Walking down to Keswick has its own fascinations, there is the street that has trees in the road, not on the pavement. There was also a shop that had a well sunk in its floor, it must have been fenced off though! All the times I went to Castlerigg I never went to see the pencil museum. There was though the trip up the stone circle.
Saturday night entertainment was interesting, as I’d missed our school’s first visit to Castlerigg I should have realised the enthusiasm of my “friends” to assist me into space had ulterior motives, you won’t be surprised to hear “my great step for mankind” ended with a jug of water being poured down my trouser leg.

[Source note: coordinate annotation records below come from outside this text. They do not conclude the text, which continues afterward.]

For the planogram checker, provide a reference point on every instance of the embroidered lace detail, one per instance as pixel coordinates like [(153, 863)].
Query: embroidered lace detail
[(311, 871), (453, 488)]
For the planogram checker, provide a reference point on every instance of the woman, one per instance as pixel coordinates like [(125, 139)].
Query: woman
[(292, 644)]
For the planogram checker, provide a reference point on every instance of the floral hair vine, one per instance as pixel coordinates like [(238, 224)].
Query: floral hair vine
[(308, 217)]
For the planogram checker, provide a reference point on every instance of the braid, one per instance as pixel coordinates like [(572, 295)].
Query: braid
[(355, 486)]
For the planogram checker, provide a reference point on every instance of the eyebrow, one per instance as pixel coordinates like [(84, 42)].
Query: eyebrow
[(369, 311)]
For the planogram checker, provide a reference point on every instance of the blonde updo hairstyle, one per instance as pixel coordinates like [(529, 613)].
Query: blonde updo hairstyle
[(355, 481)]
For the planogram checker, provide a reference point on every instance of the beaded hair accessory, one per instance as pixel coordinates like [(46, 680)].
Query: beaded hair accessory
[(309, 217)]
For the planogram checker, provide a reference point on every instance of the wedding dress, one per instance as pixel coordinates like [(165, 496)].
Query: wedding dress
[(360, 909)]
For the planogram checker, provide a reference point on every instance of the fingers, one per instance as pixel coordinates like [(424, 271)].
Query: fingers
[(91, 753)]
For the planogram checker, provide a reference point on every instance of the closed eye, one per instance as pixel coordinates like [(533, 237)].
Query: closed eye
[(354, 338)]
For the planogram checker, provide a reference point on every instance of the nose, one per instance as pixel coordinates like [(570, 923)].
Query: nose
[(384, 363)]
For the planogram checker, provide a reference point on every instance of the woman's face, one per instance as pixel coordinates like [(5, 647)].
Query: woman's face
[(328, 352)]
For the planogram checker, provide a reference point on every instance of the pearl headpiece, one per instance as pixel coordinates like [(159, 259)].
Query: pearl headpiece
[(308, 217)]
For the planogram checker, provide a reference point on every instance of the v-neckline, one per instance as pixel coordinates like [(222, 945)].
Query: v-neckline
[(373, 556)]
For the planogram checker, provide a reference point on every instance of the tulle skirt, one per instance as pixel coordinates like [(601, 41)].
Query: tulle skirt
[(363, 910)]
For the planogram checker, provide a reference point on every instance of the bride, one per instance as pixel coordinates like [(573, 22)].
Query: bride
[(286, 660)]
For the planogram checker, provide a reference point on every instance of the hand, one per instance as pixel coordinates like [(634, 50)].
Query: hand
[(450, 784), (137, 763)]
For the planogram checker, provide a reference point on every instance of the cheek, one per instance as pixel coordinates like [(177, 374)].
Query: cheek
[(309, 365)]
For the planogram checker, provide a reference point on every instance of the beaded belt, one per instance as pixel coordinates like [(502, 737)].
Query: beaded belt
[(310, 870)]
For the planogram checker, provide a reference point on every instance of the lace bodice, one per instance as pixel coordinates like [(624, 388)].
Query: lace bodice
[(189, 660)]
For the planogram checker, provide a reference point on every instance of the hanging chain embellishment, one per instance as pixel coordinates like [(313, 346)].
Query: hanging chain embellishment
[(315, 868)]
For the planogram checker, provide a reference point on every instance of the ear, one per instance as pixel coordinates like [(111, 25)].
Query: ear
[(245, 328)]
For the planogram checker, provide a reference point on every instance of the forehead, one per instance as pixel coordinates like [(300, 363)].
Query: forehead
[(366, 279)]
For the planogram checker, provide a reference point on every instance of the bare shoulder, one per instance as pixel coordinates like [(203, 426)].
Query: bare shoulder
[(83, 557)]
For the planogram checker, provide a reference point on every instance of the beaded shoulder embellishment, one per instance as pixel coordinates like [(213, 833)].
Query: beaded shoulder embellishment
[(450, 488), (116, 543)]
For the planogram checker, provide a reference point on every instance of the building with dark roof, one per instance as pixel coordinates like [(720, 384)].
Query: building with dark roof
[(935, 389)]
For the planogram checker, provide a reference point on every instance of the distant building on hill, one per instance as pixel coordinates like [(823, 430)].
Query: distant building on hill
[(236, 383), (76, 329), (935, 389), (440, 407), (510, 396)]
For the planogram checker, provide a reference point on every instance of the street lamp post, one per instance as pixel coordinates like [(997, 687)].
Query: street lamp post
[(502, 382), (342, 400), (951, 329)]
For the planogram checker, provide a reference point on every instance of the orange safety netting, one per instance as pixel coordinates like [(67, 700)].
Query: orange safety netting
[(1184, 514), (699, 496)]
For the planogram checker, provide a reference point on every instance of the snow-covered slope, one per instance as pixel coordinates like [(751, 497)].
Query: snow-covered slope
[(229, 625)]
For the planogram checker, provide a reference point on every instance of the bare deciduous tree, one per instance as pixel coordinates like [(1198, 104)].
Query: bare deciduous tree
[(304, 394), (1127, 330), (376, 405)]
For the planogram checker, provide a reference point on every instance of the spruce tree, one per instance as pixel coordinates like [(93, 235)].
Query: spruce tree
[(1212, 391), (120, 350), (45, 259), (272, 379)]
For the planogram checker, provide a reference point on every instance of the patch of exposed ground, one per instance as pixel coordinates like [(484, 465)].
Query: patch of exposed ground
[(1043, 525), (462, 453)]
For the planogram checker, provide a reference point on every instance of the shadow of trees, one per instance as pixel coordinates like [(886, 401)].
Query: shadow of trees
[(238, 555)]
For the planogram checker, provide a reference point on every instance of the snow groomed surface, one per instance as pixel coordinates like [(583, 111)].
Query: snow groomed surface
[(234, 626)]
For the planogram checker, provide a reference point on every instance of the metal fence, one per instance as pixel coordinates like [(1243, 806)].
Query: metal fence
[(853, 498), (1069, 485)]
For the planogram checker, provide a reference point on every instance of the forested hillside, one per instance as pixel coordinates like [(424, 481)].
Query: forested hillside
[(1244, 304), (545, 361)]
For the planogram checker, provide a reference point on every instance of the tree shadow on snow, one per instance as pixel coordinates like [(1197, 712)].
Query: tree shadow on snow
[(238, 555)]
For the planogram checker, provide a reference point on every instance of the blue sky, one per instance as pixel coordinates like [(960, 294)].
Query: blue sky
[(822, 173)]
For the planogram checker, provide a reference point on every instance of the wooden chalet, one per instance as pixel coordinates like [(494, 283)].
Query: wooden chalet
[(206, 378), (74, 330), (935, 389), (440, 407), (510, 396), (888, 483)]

Another favourite was Humanus, a game were the computer controlling your Biosphere shut down, the result was a over-competitive boy sat in a darkened room on his own, confused, wondering what the future would hold, whilst all his friends, having given up ages ago were enjoying the social, laughing at the very lonely, last surviving human, learning a valuable life lesson.
Sunday mass in the Chapel was a real celebration, we had previously prepared our prayers, bidding prayers, which always included “having a safe journey home.” The sign of peace was also not universally included in masses throughout the diocese, but was also enthusiastically undertaken, on what we realised was the final day with our new friends. It was also unheard of to receive Communion under both kinds as we did at Castlerigg, but it was though a special memory that we could share when we got home.